То же самое и с умом, ум это вселенная. Весь ум в целом никогда не обезумеет, и именно поэтому сумасшедшего можно вылечить. Если бы ум был поражен целиком, вы бы не вернули человека, не осталось бы никакой возможности. Если весь ум поражен, куда вы его сможете вернуть? Лишь части, только части сбиваются с пути. Вы можете привести их назад, уместить их назад в целое.

Сейчас на Западе второй тип психологии проходит родовые схватки, это Абрахам Маслоу, Эрих Фромм, Артур Янов и другие. Их подход комплексный, они думают не в терминах болезни, но в терминах здоровья, сосредотачиваются в основном не на патологиях, а на здоровом человечестве. Вторая психология рождается, но этот процесс еще идет. Именно поэтому я говорю что сейчас она проходит родовые схватки, она собирается войти в мир. Рано или поздно она начнет быстро расти. И только тогда появится возможность третьего типа. Вот почему я говорю что до сих пор ее не существовало.

Будды существовали, их было миллионы, но не психология Будд, потому что никто никогда не пытался исследовать пробужденное сознание чтобы создать из этого научную дисциплину. Будды были, но никто не пытался понять феномен буддовости научным путем.

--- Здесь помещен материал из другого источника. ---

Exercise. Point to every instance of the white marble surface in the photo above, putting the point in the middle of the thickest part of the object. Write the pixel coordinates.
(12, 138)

Гурджиев был первым за всю историю человечества, кто попытался это сделать. В этом смысле он был исключителен, то был пионер третьей психологии. Как всегда и бывает, пионерам приходится трудно; проникать в нечто остававшееся неизвестным, всегда нелегко, но он пытался. Он принес из темноты несколько фрагментов, но проблема становилась все более трудной, потому что его лучший ученик, Успенский предал его. Вот в чем была трудность, Гурджиев был мистиком, несведущим в мире науки, у него был ненаучный склад ума. Он был мистиком, он был Буддой. Вся забота лежала на Успенском, потому что он был великим ученым, один из величайших математиков, когда либо рождавшихся в мире, один из глубочайших мыслителей столетия. Весь успех зависел от Успенского. Гурджиев должен был посеять семена, а Успенский – проработать их, дать им определения, философизировать, вывести из этого научную теорию. Это было бы постоянное сотрудничество между Мастером и учеником. Гурджиев мог посадить семена, но не мог дать научное объяснение, не мог привести все это в такую форму, чтобы это стало учением. Он знал что это было, но ему не хватало языка.

Успенский владел языком, владел в совершенстве. У меня нет другого сравнения, Успенский мог написать так идеально, что даже Альберт Эйнштейн почувствовал бы зависть. У него был замечательно вышколенный, логический ум. Вы должны прочитать одну из его книг, Tertium Organum (Ключ к загадкам мира). Это редкий феномен. В самом начале книги, Успенский говорит, "В мире есть всего три книги: первая из них Аристотелевский Органон, первый инструмент мысли; вторая – книга Бэкона "Новый Органон", второй принцип мышления; и третья – " Tertium Organum ". Tertium Organum означает третий канон мысли. Успенский сказал, и это не было сказано из гордости или эгоизма, "Даже до того, как появились первые два, третий уже существовал." В своей книге он говорил, "Я принес само основание всего знания." И это не эгоизм, книга действительно исключительна.

Все усилия Гурджиева зависели от тесного сотрудничества между ним и Успенским. Он должен был вести, а Успенский должен был все формализовать, сформулировать, оформить в виде структуры. Душа исходила от Гурджиева, а тело поддерживал Успенский, но в середине пути Успенский предал его. Он просто бросил Гурджиева. Такая возможность всегда есть, потому что он был интеллектуалом до мозга костей, а Гурджиев был анти‑интеллектуалом. Было практически невозможно сохранить между ними сотрудничество.

Гурджиев требовал чтобы ученик полностью сдался, Мастер всегда этого требует, но для Успенского это было трудным, как и для любого ученика. А когда ученик слишком умный, это трудно вдвойне. Постепенно, Успенский начал думать, что он узнал уже все что возможно. Интеллигенция с легкостью обманывается таким образом. Он был настолько умен, что сформулировал все, и начал чувствовать что уже знает. Тогда, шаг за шагом между ними начал появляться разрыв.